Numerous studies have demonstrated α-γ coactivation during locomotion - the simultaneous activation of α-motoneurons and homonymous γ-motoneurons. During spontaneous locomotion in decorticated cats, γ-activation typically precedes α-activation. In cases of limb deafferentation, γ-activation can occur even in the absence of α-activation, indicating that γ-motoneurons are more sensitive to central commands compared to α-motoneurons.

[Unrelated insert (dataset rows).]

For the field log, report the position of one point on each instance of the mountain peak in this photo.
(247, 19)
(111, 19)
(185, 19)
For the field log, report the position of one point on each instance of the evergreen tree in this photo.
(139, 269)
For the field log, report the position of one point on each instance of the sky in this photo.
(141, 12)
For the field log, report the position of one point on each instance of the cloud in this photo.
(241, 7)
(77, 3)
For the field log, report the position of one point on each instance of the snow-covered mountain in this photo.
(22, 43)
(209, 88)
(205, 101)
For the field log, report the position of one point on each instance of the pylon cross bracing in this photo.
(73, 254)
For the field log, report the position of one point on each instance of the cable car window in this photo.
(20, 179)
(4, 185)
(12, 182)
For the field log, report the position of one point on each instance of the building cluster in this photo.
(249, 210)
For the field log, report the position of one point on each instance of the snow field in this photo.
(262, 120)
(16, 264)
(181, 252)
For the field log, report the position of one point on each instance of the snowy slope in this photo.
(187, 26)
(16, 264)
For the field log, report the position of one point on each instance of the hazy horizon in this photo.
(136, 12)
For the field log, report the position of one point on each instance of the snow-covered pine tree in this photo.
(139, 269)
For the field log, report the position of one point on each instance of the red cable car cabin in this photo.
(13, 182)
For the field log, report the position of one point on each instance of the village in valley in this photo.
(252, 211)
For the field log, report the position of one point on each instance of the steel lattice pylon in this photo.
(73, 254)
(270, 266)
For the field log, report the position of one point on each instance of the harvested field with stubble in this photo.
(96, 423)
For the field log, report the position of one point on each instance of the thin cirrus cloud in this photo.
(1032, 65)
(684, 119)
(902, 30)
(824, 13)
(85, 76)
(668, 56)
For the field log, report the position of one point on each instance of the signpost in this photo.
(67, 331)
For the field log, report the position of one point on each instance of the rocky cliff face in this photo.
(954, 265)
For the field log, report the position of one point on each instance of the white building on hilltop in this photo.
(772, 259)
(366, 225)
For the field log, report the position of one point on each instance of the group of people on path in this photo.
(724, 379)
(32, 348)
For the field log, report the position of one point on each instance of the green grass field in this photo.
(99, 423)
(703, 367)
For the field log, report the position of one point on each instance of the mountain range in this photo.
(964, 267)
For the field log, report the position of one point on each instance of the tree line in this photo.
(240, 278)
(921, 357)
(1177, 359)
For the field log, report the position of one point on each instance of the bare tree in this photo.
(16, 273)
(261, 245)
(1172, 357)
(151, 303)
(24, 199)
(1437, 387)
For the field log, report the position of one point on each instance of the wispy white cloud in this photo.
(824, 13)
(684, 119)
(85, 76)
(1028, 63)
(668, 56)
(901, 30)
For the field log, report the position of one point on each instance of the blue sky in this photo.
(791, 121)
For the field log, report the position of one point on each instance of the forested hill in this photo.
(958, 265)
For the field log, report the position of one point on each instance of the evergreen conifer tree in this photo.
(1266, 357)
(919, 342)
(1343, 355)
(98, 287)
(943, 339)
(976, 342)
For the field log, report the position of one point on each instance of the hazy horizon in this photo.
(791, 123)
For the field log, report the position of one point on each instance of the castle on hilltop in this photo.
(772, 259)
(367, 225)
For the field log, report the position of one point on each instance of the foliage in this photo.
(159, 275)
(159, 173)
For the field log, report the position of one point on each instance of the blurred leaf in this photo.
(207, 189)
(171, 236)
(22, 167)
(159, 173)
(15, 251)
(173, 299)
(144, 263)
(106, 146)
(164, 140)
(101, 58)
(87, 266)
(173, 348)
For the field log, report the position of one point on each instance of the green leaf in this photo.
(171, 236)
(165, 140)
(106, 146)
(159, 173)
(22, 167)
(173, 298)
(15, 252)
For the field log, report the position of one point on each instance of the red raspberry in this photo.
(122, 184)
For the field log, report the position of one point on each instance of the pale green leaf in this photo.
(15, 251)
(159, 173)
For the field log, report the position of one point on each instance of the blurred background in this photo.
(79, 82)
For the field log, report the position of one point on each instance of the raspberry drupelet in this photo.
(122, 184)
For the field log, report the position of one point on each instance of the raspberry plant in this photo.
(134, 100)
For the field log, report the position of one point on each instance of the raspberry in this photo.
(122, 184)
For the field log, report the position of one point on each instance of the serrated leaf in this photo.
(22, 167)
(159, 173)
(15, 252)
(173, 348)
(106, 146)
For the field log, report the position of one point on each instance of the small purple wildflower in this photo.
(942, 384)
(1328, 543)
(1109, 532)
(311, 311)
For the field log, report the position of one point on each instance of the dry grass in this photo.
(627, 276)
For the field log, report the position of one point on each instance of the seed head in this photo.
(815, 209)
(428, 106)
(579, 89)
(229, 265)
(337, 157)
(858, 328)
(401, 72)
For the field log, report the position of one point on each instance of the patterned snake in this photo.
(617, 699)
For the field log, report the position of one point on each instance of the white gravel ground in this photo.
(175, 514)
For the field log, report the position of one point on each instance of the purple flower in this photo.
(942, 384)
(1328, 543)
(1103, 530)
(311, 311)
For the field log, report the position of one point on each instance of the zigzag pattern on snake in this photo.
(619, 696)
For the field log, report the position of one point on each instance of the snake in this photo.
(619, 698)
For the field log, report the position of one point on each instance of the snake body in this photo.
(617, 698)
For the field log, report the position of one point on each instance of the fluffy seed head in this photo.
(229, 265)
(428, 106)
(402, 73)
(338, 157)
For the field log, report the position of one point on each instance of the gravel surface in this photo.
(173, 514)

Fusimotor activation involves both static and dynamic γ-motoneurons. However, the ratio of static to dynamic γ-motoneuron activation differs between flexor and extensor muscles. In flexor muscles, the static effect of γ-motoneurons on muscle spindle sensory endings predominates and masks the dynamic effect. In extensor muscles, along with the static effect, a pronounced dynamic action is observed. In terms of impulse activity patterns, γ-motoneurons differ significantly from α-motoneurons. During locomotion in decorticated, mesencephalic, and spinal cats, the discharge frequency of γ-motoneurons shows strong dependence on movement intensity: higher locomotion intensity corresponds to higher discharge frequencies. This in turn leads to increased firing rates of muscle spindle afferents. Although α-motoneurons have a mechanism of recurrent inhibition, its role and dynamics (tonic and phasic changes) during locomotion remain incompletely understood. It is known that: 

  1. Administration of DOPA to spinal cats enhances recurrent inhibition of α-motoneurons [16]. 
  2. In spinal cats after DOPA administration, stimulation of group Ia afferents (Ia afferents) induces: 
  3. prolonged (>250 ms) suppression of recurrent IPSPs in extensor motoneurons; 
  4. inhibition of Renshaw cell responses to ventral root stimulation. 
  5. During locomotion in mesencephalic cats, recurrent inhibition of α-motoneurons is suppressed, and this suppression begins already during passive limb movements [17]. 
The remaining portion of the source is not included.